Day three started with filling up on an even larger breakfast than the morning before, served by B&B host  Peter, a professional chef. 90 km later we were home, but not before stopping for more food at Bartliff’s Bakery in Clinton (you just can’t bike past Bartliff’s)

We mostly stayed on what should have been quiet country roads for this trip,  without any serious incidents. Grand Bend itself was a nightmare with one yelling motorist and a couple of near misses. East/west roads in southern Huron County were very busy on our Saturday trip home and motorists seemed to have little time or space for our bike. We were pushed off the road twice, once by an oncoming car passing two slower vehicles. The gravel on the shoulder was very loose, bringing us to a full stop, but without damage or injury. There was a close call with a pick-up truck in Clinton, which, on sober reflection, may have been my fault.

Apart from those small annoyances, we had a great few days away. Sun, wind, humming wheels on the road and great company. What could be better?

First Ride of 2014

Finally, today was the day. The first bike ride of the season. We are a little picky about the first day. The temperature needs to be above 10 degrees Celsius, it can’t be raining, and it shouldn’t be too windy.

BkkLcoYCcAAuC8MToday it did make it to 10 degrees, but with the breeze, which was not strong enough to keep us home, they say it felt like 8 degrees. It was dry though, but, with the snow banks slowly melting the shoulders of the road were pretty soft. We dressed for the weather, lots of layers and made the initial ride on our touring bikes.

I don’t think we have ever had such big snowbanks on day one.

The ride felt good. We’re looking forward to lots more.

Bike. Camp. Cook. our First Adventure in CrowdFunding

It was with great excitement that we received a package from Vermont this week. Just feeling it we knew it was a book, and getting new books here is nothing out of the ordinary, but this one was something new, something special.

A couple of months ago, one of my Twitter contacts promoted an effort by a young woman to fund a cycle tourist’s cookbook. She was using Kickstarter, a crowdfunding site, to fund her idea. Since we are long distance cycle tourists, and she did such a great job of her promotional video, we bought into the plan. It wasn’t really a huge risk, twenty five dollars for any kind of book, delivered to the door could be a good deal.

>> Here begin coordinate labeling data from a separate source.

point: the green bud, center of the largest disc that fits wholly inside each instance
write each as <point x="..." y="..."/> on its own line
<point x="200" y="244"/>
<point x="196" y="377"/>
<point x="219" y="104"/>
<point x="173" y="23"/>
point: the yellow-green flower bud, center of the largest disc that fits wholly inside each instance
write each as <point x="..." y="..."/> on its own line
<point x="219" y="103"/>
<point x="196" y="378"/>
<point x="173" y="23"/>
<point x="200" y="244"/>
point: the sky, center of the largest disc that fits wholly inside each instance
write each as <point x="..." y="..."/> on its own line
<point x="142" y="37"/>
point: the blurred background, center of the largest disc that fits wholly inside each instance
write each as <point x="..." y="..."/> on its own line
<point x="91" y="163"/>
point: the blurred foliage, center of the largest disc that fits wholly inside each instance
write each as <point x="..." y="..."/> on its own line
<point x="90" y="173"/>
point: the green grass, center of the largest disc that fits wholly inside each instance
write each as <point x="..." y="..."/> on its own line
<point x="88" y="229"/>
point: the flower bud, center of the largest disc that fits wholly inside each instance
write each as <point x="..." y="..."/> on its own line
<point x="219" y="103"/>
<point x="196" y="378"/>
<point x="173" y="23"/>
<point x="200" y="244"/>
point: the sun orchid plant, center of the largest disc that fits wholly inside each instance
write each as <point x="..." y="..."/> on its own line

downloadOpening our package, we were amazed. Tara Alan’s Bike.Camp.Cook. was a wonderful surprise. Two hundred and seventy five pages of wonderful pictures, stories, hints, tips everyday wisdom, and of course, recipes. The book is more than just a recipe book though, its an inspiration to ride and explore. The descriptions of cooking out of a pannier bag are simple and straight forward, wrapped up with lots of practical advice.

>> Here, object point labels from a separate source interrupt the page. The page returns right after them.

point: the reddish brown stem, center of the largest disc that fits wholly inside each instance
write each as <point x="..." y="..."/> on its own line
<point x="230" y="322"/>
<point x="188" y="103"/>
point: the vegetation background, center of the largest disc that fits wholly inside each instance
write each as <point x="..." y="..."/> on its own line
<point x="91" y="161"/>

I can’t find the book listed on Amazon, which is a pity, but, if you are interested in a copy you can order directly from the authour at http://www.bikecampcook..com.

In the meantime, we are enjoying the book and planning our next adventure, looking forward to the amazing meals we are going to have on the way.

 

The Annual Cycling Summary

The Cycling season is definitely over. Outside, there is over a foot of snow, and the chance of another ride this year seems pretty remote. The road bike is now attached to the trainer in the basement.

The Santa in Ireland

The Santa in Ireland

This year the new tandem got the most use with the majority of those kilometers done on the narrow roads of western Ireland. Somehow,  for the rest of the spring, summer and early fall, we had a hard time finding the opportunities to get out on long rides. There were lots of short ones, but they really don’t add up quickly.

The final tally then:

Santa Tandem: 1670km

Canondale R600: 568km

Opus Legato: 48km (all while camping)

Total: 2286km, just slightly less than last year.